The Liberal Democratic Party-New Komeito ruling coalition insists Japan should remain under the U.S. nuclear umbrella, while opposition parties’ policies vary on the issue, a survey by a nongovernmental organization opposed to atomic weapons found.
The LDP and New Komeito say the U.S. nuclear shield is an “appropriate” deterrent, but the Democratic Party of Japan said there should be more debate, according to the survey conducted by the International Commission on Nuclear Nonproliferation and Disarmament Japan NGO Network.
With the Lower House election nearing, the group sent questionnaires to 10 political parties, soliciting their stance on U.S. nuclear deterrence policy. Seven responded.
“Considering the possibility that nuclear weapons could be used to protect Japan and Japan could be exposed to the risk of nuclear attack as a result, Japan’s opinions should not be ignored in decision-making,” the DPJ said in its response to the survey.
Asked whether Japan should work toward calling on Washington to declare “no first use” of nuclear weapons, the LDP said Japan needs to respond practically — an indication of disapproval.
The DPJ said it is “an issue that should be discussed” with the administration of President Barack Obama. The Japanese Communist Party and Social Democratic Party support this approach.
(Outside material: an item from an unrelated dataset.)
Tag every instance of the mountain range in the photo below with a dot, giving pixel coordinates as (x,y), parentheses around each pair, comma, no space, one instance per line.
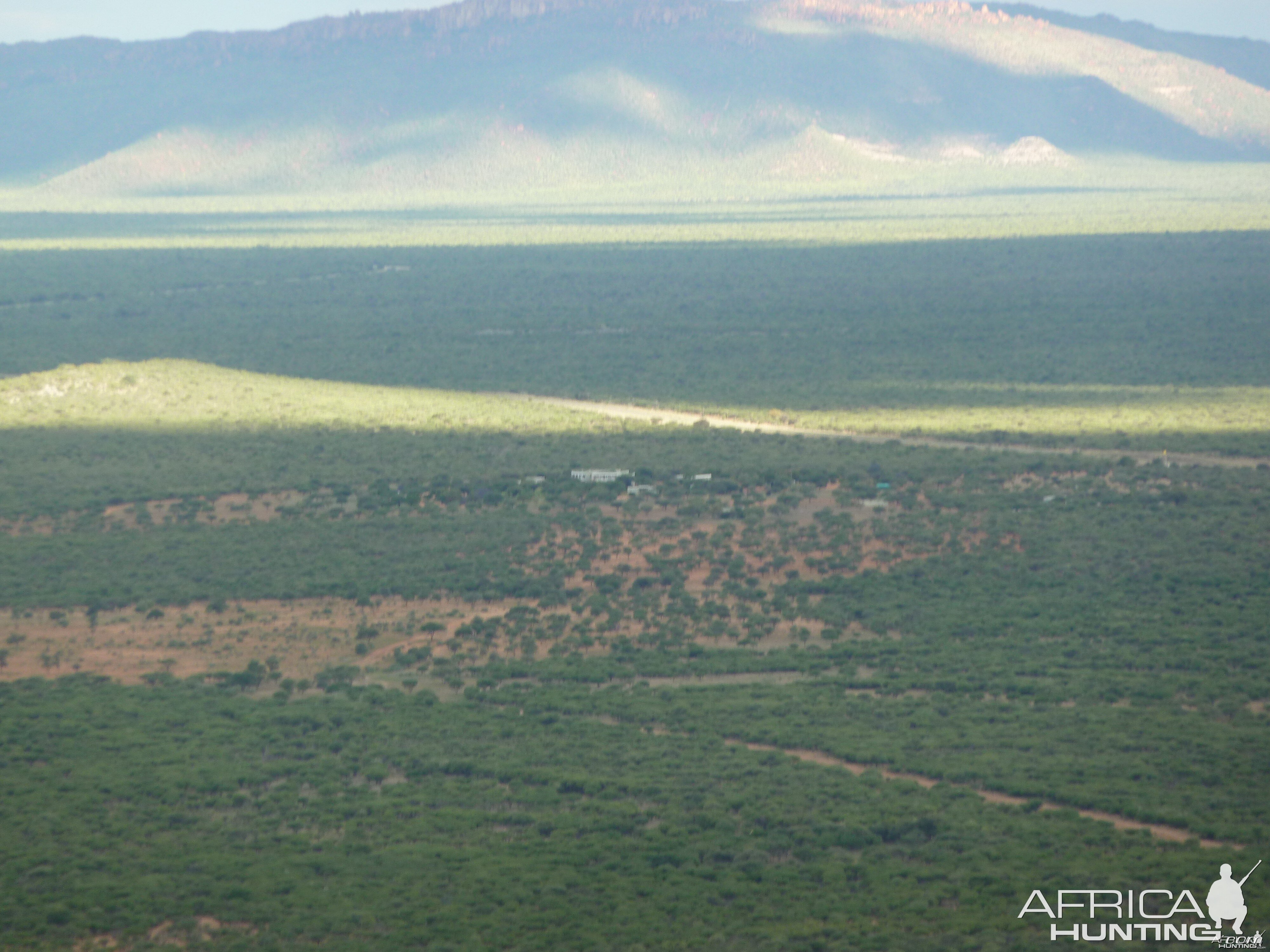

The nuclear umbrella, in line with the Japan-U.S. Security Treaty, recently came under the spotlight after Obama’s speech in Prague in April calling for a world free of nuclear arms, and North Korea’s second underground nuclear test in May.
“The Obama administration’s vision of nuclear abolition has had an impact on Japanese political parties . . . there are some emerging signs of policy shifts among opposition parties,” said Masayoshi Naito, a corepresentative of the NGO network.